Battle for readership and relevance
It’s a battle for readership and relevance in the digital realm that we’ve won, by bringing the print content to the digital space. Inquirer.net, the Inquirer Group’s news website, is now the most viewed Philippine news website according to web analytics firm Similarweb.
It is an evolution made possible by the sometime uneasy collaboration among editors, reporters, researchers, managers, and business personnel who hold the fort at the Inquirer offices, with unstinting support from our stakeholders and partners, and of course, you, our faithful readers. “We are here today, 38 years later, because of our collective effort … It’s our collective effort and the institution that is the base and core,” said Inquirer Group of Companies CEO Alexandra Prieto-Romualdez.
In 2010, when the Inquirer turned 25, our esteemed editor in chief Letty Jimenez-Magsanoc wondered: “Who would have thought that a day like this would come for us?” It was a question that celebrated Inquirer’s ascendancy as the country’s most credible and widest-circulated daily.

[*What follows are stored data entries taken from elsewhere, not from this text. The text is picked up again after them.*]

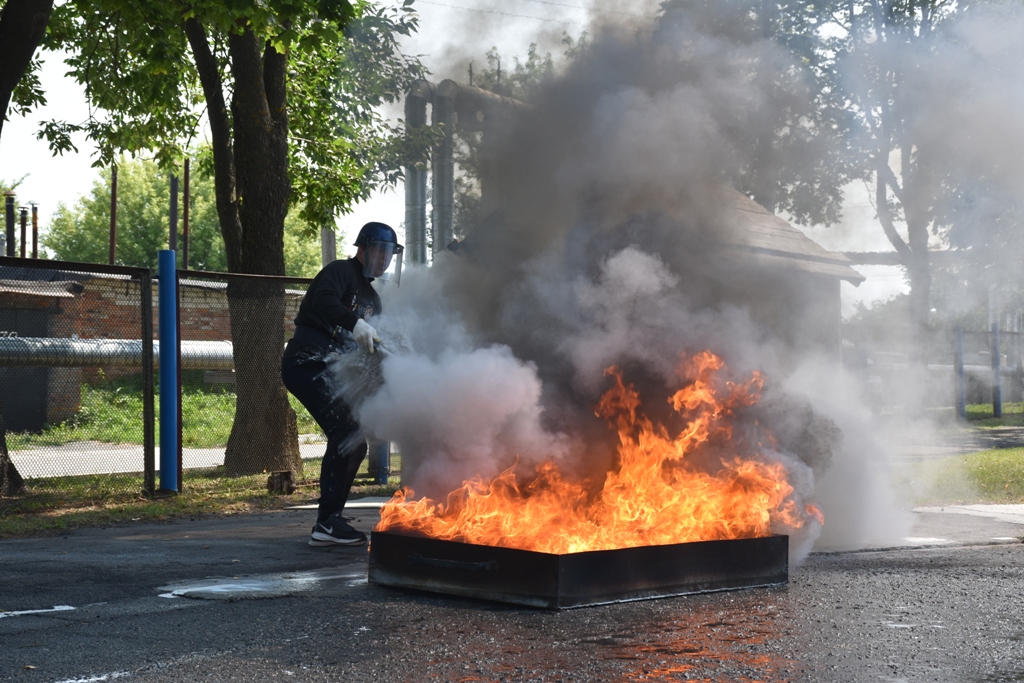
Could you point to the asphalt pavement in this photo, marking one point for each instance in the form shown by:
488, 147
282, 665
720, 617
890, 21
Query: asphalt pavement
245, 598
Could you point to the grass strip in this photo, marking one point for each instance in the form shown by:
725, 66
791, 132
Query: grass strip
994, 476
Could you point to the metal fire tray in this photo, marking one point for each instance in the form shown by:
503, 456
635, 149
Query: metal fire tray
576, 580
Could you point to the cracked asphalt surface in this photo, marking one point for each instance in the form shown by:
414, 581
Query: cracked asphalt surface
244, 598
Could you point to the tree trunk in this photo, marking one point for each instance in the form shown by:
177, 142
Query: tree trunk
264, 436
23, 25
10, 481
253, 189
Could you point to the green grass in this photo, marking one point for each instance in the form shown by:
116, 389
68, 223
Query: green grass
112, 413
985, 476
59, 504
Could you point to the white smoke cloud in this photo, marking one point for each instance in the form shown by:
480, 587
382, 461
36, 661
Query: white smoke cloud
604, 250
460, 415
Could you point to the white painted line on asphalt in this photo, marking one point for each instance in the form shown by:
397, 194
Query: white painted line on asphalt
261, 586
55, 608
370, 503
1005, 513
95, 679
926, 541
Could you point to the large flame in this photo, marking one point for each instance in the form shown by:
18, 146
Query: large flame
656, 494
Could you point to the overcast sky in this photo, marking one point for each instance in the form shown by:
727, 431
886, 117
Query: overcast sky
452, 33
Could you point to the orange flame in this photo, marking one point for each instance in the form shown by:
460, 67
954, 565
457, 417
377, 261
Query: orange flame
654, 496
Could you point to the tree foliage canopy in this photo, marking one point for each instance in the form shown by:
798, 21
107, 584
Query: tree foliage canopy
141, 79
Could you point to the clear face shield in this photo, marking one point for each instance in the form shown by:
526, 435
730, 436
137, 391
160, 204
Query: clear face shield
383, 260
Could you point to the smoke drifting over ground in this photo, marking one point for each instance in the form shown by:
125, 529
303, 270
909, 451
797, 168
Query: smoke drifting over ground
603, 246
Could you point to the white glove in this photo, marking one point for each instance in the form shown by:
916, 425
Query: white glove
365, 335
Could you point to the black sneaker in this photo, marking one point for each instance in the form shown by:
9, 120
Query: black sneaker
336, 530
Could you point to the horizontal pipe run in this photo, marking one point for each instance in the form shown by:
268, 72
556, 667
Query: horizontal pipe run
62, 352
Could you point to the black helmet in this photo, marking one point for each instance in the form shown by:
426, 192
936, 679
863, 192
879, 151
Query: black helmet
374, 231
381, 253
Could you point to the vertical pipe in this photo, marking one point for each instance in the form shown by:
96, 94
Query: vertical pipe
961, 380
112, 255
35, 230
184, 220
329, 246
24, 216
996, 379
177, 364
168, 371
148, 410
172, 240
9, 216
416, 179
442, 166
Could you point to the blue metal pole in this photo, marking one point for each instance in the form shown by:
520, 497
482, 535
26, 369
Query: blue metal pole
961, 383
380, 452
169, 397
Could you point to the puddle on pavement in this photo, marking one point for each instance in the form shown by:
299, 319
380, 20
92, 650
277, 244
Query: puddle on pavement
264, 586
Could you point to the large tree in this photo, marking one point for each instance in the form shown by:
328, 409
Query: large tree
289, 90
885, 48
23, 26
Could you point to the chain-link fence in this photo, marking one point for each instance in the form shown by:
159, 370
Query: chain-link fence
76, 381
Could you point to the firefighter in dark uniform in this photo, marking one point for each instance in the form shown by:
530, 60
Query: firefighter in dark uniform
333, 318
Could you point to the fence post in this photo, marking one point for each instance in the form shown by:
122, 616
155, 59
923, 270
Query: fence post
380, 461
169, 396
148, 410
996, 379
961, 381
9, 221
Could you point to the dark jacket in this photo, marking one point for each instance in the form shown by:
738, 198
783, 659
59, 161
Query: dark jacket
337, 298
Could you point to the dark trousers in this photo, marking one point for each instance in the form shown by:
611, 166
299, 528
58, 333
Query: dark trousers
303, 375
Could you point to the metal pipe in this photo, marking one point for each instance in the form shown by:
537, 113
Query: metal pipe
416, 178
169, 396
35, 230
172, 241
113, 250
996, 374
184, 219
62, 352
148, 361
961, 380
442, 166
24, 215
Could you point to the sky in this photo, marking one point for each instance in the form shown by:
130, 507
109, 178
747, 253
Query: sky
451, 35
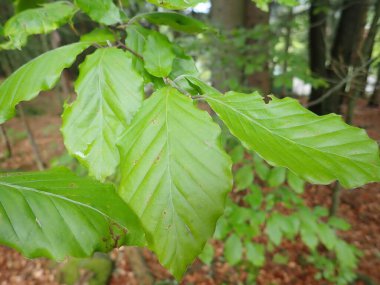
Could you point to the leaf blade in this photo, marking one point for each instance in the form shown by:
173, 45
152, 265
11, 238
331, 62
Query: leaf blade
171, 196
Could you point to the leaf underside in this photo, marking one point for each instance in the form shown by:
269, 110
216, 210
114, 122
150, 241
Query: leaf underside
57, 214
110, 93
40, 74
175, 176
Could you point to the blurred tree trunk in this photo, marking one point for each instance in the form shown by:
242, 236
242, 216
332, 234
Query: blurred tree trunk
226, 15
317, 47
253, 17
346, 49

Integrity, passion, hard work
Today, those words still resonate. At 38, we’ve remained steadfast, as we chase after news that not only informs, but also empowers our readers. As the world explodes with a dizzying array of sources, we continue to offer the integrity of our staff, their passion and hard work, as the best alternative to the confusion and chaos of too many choices.
Dear reader, thank you for your continued trust. It is what powers us through and what keeps the Inquirer torch burning these past 38 years. Rest assured that with pride, courage, and a staunch commitment to you, we will persevere to keep it, and honor it.